Assertion Error while Creating TensorRT Engine from ONNX PTQ Model

I encountered an issue when attempting to create a TensorRT engine from an ONNX PTQ model on the NVIDIA Orin platform. I used the onnx_ptq tool provided by NVIDIA.

During the engine creation process, I received the following error:

[02/27/2025-14:24:37] [V] [TRT] Removing /stages/stages.3/downsample/attn/q/Add_output_0_QuantizeLinear
[02/27/2025-14:24:37] [V] [TRT] Removing /stages/stages.2/blocks/blocks.14/Add_1_output_0_DequantizeLinear_2
[02/27/2025-14:24:37] [V] [TRT] Removing stages.3.downsample.attn.q.local.weight_DequantizeLinear
[02/27/2025-14:24:37] [V] [TRT] ConstWeightsFusion: Fusing stages.3.downsample.attn.q.local.weight + stages.3.downsample.attn.q.local.weight_QuantizeLinear with /stages/stages.3/downsample/attn/q/local/Conv
[02/27/2025-14:24:37] [E] Error[2]: [graphOptimizer.cpp::fusePattern::1909] Error Code 2: Internal Error (Assertion matchPattern(context, first) && matchBackend(context, first) failed. )
[02/27/2025-14:24:37] [E] Engine could not be created from network
[02/27/2025-14:24:37] [E] Building engine failed
[02/27/2025-14:24:37] [E] Failed to create engine from model or file.
[02/27/2025-14:24:37] [E] Engine set up failed

This issue seems similar to this post, but I’m using a much newer version of TensorRT.

Step To Reproduce

efficientformerv2_l.ptq.zip (93.4 MB)

/usr/src/tensorrt/bin/trtexec --verbose --onnx=efficientformerv2_l.ptq.onnx --saveEngine=efficientformerv2_l.engine --timingCacheFile=timing.cache --fp16 --int8

Thank you in advance for your support!

Environment

Platform : Orin
Jetpack Version : 6.2+b77
TensorRT Version : 10.7
CUDA Version : 12.6.85
CUDNN Version : 9.3
Operating System + Version : Ubuntu 22.04 Jammy Jellyfish
Baremetal or Container (if container which image + tag): baremetal

Hi,

Could you try to run the ONNX model with ONNXRuntime to see if there is any issue first?
Thanks.

I resolved the issue by increasing the builderOptimizationLevel to 4.

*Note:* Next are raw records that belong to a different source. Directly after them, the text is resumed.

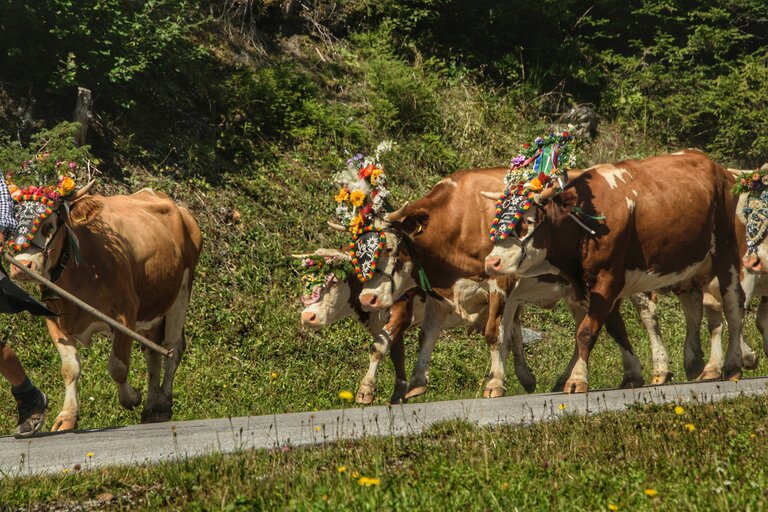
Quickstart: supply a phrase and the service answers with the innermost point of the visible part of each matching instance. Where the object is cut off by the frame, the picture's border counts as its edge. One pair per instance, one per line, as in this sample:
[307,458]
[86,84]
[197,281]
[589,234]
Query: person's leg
[31,403]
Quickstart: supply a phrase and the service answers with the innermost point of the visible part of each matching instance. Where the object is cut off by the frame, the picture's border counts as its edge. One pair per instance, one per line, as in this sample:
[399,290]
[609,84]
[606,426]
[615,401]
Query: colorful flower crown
[318,271]
[755,181]
[362,189]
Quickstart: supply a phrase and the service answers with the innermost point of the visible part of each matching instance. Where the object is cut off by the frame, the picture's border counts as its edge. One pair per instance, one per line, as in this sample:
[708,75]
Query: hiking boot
[31,413]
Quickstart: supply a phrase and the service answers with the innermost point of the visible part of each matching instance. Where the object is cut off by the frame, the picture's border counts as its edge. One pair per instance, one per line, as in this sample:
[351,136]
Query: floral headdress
[33,203]
[318,271]
[755,183]
[362,196]
[550,156]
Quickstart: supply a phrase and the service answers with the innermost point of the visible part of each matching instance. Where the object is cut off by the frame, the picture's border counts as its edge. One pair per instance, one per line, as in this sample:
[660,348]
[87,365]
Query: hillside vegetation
[242,110]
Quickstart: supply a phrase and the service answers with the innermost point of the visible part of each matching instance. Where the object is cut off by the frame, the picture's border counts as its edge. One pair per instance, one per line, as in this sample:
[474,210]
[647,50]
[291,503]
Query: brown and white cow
[446,235]
[667,221]
[137,258]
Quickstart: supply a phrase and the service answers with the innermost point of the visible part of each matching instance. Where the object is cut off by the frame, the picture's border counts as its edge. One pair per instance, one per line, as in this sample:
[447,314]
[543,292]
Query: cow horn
[397,214]
[83,190]
[336,226]
[491,195]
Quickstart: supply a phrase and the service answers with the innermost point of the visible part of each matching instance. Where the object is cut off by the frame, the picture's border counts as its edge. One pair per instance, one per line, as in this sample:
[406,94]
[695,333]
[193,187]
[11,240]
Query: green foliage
[49,154]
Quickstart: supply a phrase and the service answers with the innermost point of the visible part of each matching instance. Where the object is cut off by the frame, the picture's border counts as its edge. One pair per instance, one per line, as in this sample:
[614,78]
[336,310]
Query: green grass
[710,457]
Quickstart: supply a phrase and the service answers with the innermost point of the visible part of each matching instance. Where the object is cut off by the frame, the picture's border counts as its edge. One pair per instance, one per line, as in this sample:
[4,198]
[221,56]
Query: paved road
[137,444]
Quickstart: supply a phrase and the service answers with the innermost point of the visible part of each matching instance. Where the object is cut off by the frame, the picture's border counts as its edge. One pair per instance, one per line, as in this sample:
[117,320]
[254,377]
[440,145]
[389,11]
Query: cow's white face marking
[611,174]
[332,306]
[387,290]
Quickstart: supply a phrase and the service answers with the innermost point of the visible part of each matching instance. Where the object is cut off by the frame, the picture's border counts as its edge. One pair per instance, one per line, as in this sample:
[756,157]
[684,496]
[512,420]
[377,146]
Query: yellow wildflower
[342,196]
[357,197]
[368,482]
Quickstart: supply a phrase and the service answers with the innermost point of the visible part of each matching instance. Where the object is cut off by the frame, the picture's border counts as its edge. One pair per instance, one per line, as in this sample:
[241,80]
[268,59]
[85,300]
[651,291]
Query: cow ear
[85,210]
[415,223]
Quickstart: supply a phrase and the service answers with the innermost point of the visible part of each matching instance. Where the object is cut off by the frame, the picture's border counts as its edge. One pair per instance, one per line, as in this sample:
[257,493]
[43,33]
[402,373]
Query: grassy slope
[243,320]
[710,457]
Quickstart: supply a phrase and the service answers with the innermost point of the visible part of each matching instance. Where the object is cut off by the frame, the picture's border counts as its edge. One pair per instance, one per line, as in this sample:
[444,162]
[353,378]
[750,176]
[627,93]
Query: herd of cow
[628,229]
[668,223]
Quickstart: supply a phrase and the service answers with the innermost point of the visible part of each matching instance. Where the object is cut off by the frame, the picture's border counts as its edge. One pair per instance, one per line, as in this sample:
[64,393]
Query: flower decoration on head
[362,192]
[320,270]
[535,168]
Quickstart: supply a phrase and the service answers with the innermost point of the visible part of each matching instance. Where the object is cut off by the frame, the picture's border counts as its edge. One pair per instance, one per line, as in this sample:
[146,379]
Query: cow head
[516,253]
[752,212]
[393,276]
[327,293]
[44,238]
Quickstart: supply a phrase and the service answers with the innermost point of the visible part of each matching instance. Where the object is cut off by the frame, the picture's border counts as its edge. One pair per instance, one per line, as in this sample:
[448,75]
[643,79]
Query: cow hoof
[416,391]
[364,396]
[709,373]
[156,416]
[749,361]
[62,423]
[575,386]
[631,382]
[660,378]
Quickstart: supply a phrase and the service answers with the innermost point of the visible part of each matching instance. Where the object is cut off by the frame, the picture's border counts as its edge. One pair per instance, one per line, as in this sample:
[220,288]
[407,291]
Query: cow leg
[154,362]
[601,301]
[645,305]
[433,323]
[633,370]
[119,364]
[578,311]
[70,371]
[692,303]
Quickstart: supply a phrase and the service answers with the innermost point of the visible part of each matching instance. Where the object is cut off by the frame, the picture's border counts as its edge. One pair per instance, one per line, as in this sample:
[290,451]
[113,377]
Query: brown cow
[446,235]
[137,257]
[667,221]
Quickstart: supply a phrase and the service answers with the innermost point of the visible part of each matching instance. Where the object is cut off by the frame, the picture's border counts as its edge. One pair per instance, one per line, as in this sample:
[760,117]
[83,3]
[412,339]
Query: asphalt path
[177,440]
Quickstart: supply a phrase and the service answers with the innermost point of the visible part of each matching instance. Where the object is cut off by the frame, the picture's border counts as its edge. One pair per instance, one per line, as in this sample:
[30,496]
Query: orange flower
[357,197]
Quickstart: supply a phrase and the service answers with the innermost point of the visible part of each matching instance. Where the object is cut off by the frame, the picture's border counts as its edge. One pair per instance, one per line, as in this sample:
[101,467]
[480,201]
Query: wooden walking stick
[90,309]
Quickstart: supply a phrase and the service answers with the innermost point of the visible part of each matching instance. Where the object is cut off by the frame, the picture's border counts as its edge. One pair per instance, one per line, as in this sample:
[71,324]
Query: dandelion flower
[368,482]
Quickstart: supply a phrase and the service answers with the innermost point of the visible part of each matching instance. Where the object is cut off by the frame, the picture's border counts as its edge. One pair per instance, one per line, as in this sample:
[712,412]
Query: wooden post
[83,114]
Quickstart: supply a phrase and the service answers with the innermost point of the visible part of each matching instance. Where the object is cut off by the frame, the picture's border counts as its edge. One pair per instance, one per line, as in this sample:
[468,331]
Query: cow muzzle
[752,263]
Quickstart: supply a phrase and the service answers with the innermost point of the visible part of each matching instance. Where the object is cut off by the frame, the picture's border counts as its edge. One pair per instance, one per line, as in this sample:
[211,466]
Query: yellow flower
[342,196]
[357,197]
[375,175]
[368,482]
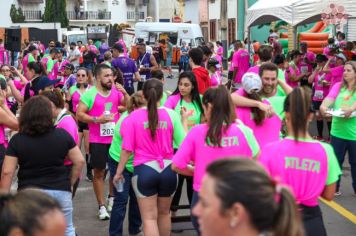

trtexec --verbose --onnx=efficientformerv2_l.ptq.onnx --saveEngine=efficientformerv2_l.engine --timingCacheFile=timing.cache --builderOptimizationLevel=4 --fp16 --int8

I’m not exactly sure how it works, but hopefully, this can help someone facing a similar issue…

Hi,

Thanks a lot for sharing this info:

$ /usr/src/tensorrt/bin/trtexec -h
  --builderOptimizationLevel         Set the builder optimization level. (default is 3)
                                     Higher level allows TensorRT to spend more building time for more optimization options.
                                     Valid values include integers from 0 to the maximum optimization level, which is currently 5.

Setting the builderOptimizationLevel larger than 3 allows TensorRT to use more time to find an algorithm.

Thanks.

This topic was automatically closed 14 days after the last reply. New replies are no longer allowed.